The Kenwood LS-407B - early bookshelf speaker from the 70's
The Kenwood LS-407B – early bookshelf speaker from the 70’s via Nesster

Bookshelf speakers started their journey in the 1950s with the advent of home sound systems and have been popular with audiophiles ever since. Originally, speakers would have been sizeable floor-standing beasts, relying on their mass and size to produce quality sound. It wasn’t until the 1960’s and really the 1970’s that smaller “bookshelf speakers” became popular, although in fairness these were pretty damn big too. Although they were much more expensive back then, their demand was high and boomed as modern techologies and mass production reduced their size even further in the 90’s.
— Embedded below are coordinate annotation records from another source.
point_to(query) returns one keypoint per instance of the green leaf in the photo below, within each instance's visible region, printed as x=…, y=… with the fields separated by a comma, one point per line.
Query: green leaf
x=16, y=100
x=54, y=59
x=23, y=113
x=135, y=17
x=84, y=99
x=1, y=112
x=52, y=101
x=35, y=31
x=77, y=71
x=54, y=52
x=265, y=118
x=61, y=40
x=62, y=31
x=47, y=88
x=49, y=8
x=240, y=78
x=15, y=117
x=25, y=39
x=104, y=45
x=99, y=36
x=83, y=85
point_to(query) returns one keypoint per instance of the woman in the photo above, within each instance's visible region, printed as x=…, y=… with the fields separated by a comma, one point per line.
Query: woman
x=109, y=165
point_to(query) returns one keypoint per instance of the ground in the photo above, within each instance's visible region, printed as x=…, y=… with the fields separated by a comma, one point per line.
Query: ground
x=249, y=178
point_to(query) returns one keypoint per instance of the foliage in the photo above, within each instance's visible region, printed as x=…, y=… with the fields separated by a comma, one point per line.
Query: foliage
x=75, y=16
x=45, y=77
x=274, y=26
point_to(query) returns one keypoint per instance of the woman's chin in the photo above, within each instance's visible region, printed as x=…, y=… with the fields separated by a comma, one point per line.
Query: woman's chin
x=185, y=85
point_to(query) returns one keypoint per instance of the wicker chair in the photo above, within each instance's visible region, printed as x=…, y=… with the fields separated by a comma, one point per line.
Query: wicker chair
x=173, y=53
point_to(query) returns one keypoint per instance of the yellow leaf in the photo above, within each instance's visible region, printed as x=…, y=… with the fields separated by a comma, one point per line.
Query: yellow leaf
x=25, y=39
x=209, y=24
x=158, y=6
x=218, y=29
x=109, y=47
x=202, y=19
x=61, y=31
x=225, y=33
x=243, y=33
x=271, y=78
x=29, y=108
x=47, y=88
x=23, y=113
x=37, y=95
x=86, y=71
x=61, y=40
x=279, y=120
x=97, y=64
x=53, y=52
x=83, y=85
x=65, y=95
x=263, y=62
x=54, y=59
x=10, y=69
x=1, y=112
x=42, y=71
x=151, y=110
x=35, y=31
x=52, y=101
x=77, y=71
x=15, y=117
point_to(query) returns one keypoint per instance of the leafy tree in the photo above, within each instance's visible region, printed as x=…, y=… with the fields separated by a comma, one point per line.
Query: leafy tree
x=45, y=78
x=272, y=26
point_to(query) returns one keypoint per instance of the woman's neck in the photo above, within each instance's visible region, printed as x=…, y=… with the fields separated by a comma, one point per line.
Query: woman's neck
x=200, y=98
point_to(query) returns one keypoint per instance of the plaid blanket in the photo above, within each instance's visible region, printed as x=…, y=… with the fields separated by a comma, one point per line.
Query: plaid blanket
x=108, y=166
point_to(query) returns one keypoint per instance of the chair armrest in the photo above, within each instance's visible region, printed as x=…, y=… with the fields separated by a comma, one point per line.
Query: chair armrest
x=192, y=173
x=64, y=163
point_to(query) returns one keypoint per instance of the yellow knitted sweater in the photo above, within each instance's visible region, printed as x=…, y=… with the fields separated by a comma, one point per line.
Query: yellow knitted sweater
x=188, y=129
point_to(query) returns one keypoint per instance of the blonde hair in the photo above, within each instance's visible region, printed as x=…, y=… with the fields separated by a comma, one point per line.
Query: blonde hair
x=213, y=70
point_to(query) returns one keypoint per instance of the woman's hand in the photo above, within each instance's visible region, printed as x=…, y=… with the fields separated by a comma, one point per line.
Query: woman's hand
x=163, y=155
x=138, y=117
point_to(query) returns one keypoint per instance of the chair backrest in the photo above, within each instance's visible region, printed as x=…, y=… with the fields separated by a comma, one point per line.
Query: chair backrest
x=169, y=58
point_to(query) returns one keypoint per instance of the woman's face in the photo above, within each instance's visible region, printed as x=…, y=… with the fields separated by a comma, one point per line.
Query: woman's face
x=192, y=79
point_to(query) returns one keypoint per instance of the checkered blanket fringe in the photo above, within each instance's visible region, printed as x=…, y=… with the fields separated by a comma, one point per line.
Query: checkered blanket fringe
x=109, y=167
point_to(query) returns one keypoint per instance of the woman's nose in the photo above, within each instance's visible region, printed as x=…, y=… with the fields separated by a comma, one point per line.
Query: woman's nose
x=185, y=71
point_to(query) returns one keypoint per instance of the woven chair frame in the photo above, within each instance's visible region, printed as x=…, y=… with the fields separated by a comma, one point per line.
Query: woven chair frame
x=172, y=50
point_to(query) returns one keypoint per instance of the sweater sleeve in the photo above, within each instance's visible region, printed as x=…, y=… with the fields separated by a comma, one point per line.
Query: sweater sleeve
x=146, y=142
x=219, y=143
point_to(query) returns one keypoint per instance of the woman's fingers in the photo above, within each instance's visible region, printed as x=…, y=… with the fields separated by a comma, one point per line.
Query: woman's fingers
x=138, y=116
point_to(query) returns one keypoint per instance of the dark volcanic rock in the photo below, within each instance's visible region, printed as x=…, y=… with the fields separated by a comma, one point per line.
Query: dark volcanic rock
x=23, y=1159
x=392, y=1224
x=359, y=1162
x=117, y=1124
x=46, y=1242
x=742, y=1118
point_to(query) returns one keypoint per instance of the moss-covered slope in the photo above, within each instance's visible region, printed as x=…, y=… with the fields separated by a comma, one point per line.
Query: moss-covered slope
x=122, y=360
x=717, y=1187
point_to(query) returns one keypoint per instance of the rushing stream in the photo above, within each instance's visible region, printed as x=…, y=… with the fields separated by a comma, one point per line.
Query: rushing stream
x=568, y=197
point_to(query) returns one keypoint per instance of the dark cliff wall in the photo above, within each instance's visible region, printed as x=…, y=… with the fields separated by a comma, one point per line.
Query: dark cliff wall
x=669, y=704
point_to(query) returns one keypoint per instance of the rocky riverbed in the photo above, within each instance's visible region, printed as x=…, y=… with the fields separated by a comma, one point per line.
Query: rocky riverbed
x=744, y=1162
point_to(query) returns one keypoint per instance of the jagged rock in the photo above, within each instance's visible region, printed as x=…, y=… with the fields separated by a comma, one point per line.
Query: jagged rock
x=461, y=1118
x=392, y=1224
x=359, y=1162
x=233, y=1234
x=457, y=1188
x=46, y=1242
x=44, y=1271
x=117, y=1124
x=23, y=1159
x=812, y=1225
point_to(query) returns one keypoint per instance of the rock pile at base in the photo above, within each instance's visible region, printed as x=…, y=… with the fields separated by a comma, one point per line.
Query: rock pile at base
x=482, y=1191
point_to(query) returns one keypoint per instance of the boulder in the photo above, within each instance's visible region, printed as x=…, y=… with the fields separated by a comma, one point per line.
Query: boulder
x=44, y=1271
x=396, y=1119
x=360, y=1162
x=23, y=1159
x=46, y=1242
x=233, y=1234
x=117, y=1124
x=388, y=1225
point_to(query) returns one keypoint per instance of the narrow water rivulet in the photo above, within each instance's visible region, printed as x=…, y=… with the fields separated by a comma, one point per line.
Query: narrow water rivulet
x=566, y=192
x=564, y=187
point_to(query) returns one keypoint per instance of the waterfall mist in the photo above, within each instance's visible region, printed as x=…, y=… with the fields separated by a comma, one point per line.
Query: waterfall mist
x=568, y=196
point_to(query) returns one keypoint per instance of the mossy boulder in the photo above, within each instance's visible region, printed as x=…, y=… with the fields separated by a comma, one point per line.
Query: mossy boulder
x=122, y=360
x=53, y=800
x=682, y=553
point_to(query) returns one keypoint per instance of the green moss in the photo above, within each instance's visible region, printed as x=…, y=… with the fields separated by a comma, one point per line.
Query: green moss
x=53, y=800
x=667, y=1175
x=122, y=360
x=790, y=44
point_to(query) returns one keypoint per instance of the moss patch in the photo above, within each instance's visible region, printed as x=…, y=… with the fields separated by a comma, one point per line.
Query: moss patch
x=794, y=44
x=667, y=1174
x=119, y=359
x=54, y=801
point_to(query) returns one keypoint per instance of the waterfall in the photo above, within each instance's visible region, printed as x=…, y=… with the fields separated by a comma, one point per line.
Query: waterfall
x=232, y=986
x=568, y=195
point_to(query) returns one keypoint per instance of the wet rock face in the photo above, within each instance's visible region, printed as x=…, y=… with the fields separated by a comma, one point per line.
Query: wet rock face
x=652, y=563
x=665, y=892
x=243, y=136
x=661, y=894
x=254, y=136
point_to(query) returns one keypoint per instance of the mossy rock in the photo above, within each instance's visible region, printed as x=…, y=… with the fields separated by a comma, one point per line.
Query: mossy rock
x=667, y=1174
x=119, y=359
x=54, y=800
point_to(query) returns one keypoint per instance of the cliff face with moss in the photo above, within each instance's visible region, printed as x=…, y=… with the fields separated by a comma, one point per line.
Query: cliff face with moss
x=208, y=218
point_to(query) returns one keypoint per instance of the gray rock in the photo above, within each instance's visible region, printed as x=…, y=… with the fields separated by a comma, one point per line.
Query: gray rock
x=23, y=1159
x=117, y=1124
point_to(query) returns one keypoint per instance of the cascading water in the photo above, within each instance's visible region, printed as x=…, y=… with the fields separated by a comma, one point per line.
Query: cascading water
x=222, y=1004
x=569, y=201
Luckily, now bookshelf speakers are more accessible, as well as affordable. Pretty much every typical household can afford to own a pair; believe it or not, you can even get a fairly decent set complete with built-in amplifier for less than $100. Now don’t get me wrong – those sub-$100 speakers won’t please the ears of a true audiophile, nor anyone who’s seriously into their music, but we are fortunate enough to be living in an era where relatively excellent sound is no longer only for the elitists – you can even afford to buy your mum a decent set so you don’t have to suffer the tinny sounds when you visit for dinner.

The Main Features of Bookshelf Speakers

Before you actually go out and buy any speakers, even if they seem like the best buy speakers, you should learn what their main features are and what some of the specifications mean.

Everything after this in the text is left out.